One big reason as mentioned in the article I linked to above was magazine coverage of royal weddings in England & Marolyn Monroe’s wedding by magazines like Life & Look. What’s more glamorous than having your wedding covered like a newspaper or magazine story.

Another was back in the 60’s & 70’s photojournalists started to photograph weddings out side of their newspaper work and it was often done using black & white film only and shot mostly as unposed candid images. They’d go back to their darkrooms and develop and print images up at a much lower cost than color film would allow. Why do you think they call it Photojounalistic Style.

Well the natural look of it took off and some in the Photojournalism industry left and started shooting weddings full time. Some wedding photographers never even worked in the industry, but employee similar techniques. Since Photojournalism isn’t really a style, it’s a field in photography, you’d truthfully be better off and I actually prefer to call it what it really is, which is “Documentary” style photography.

As I mentioned before “Photojournalistic Wedding Photography” has kind of become a buzz word in the wedding industry, but many outside of the photo world often mistake it for several things. Make sure when you are looking for a photographer who says they shoot “Photojournalistically”, that not only do they shoot documentary style, but that you actually know what that means yourself.

First a little bit about what “Documentary” style isn’t

1. A wedding shot in all black & white, is not documentary style. Black & White film was a cheap alternative to color film and many of the photojournalists I talked about above, started out shooting just in black & white. This is a film choice not a style. Although there is a different astetic to black & white photography. It is not a style in itself.
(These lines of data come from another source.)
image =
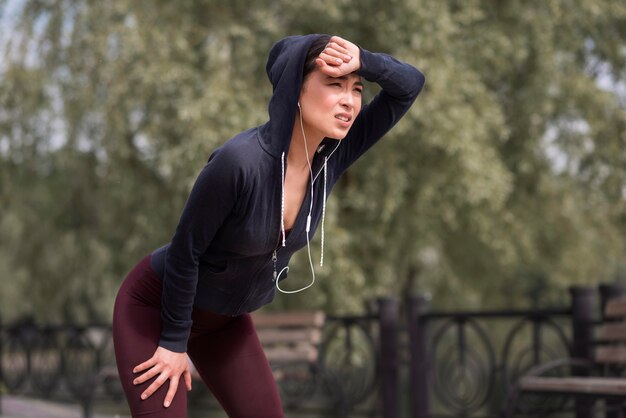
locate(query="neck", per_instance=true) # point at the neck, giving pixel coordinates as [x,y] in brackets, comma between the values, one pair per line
[297,154]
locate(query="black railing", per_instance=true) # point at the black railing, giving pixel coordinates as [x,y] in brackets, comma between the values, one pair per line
[76,364]
[444,364]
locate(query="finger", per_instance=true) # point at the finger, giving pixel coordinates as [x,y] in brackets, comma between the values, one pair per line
[145,365]
[326,69]
[187,376]
[340,49]
[154,386]
[334,52]
[171,391]
[147,375]
[340,42]
[330,60]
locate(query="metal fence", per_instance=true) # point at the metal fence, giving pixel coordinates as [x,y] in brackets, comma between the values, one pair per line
[418,364]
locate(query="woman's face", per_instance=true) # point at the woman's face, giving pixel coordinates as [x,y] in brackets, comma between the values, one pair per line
[329,105]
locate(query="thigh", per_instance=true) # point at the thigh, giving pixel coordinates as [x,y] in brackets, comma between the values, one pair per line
[232,363]
[136,333]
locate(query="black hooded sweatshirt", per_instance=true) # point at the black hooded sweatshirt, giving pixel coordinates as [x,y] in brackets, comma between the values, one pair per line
[221,255]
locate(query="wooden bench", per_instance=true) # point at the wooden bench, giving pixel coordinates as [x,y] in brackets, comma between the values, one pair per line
[605,380]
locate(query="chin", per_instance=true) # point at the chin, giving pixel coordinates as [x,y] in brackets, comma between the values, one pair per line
[337,135]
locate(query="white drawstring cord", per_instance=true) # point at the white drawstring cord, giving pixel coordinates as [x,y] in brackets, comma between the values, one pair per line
[323,211]
[282,197]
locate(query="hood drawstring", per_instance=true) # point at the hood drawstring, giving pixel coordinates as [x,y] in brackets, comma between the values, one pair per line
[323,211]
[282,198]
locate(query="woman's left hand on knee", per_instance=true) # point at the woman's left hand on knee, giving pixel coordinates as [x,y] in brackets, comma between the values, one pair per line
[166,365]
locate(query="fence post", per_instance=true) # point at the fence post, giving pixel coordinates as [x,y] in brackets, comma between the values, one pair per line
[388,311]
[420,406]
[583,315]
[609,291]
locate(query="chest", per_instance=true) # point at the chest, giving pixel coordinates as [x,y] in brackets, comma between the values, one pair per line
[296,186]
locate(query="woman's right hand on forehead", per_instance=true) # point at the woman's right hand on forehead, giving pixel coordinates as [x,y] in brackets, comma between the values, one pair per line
[339,58]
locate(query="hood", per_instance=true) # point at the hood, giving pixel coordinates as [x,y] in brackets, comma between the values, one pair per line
[284,69]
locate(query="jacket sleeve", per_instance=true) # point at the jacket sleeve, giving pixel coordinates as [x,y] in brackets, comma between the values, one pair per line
[211,200]
[400,82]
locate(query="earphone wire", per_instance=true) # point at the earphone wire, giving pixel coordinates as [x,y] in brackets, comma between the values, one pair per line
[308,219]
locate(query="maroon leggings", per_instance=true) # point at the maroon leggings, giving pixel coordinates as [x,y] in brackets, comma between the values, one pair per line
[225,350]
2. Different angles, close up & purposefully blurred photos, doesn’t make it documentary. All photographers strive to get different looks of a subject, myself included. These are part of a photographer personal style.

3. It has to be candid? No not really. It’s very hard to not notice somebody standing 2 feet from you with 3 cameras wrapped around their neck, but it’s easy to get use to that person being there and in time forgetting about them. Plus, all good documentaries have head shots or group photos. Looking at the camera isn’t a sin in this style, but doing the old “buddies with their arms around each others shoulders” photo isn’t what it is about.

So what is documentary style?

Basically it is the idea that what you are taking photos of will eventually have a final output, and ending if you will. Your wedding is essentially a story and capturing moments that happen during it are very important. Detailed images of rings, glasses, hands and so on are elements of that story and when laid out in a book or slide show, these images should flow together like a story without words, or voices.

A photographers personal style is their own, you can see this in their portfolio, as chances are it is a collection of the work they have done that they feel represents what they do best. A sample of how they photograph a wedding from start to finish,is a good indicator of the overall style they shoot in. Are they Documentary? Artistic? Commercial?

And while you may not have the eye that a photographer has to tell the difference, just know if you see a lot of straight on photos of people looking right at the camera, chances are that photographer won’t be laying upside down on the dance floor to get the guys diving for the garter. And if you see an image like the one at the top of the page, chances are that photographer isn’t going to grant somebodies request for a grip and grin photo.

There’s a photo I show in my full wedding presentation. It’s of a groom on the ground with his butt in the air looking under a bed. I love the weird look I get from brides, but the next photo is his cat, under the bed, because he was looking for it as friends and family gathered at his home prior to the ceremony. I always say that there’s a method to my madness. Make sure you ask about that method and figure out whether it’s right for you or not.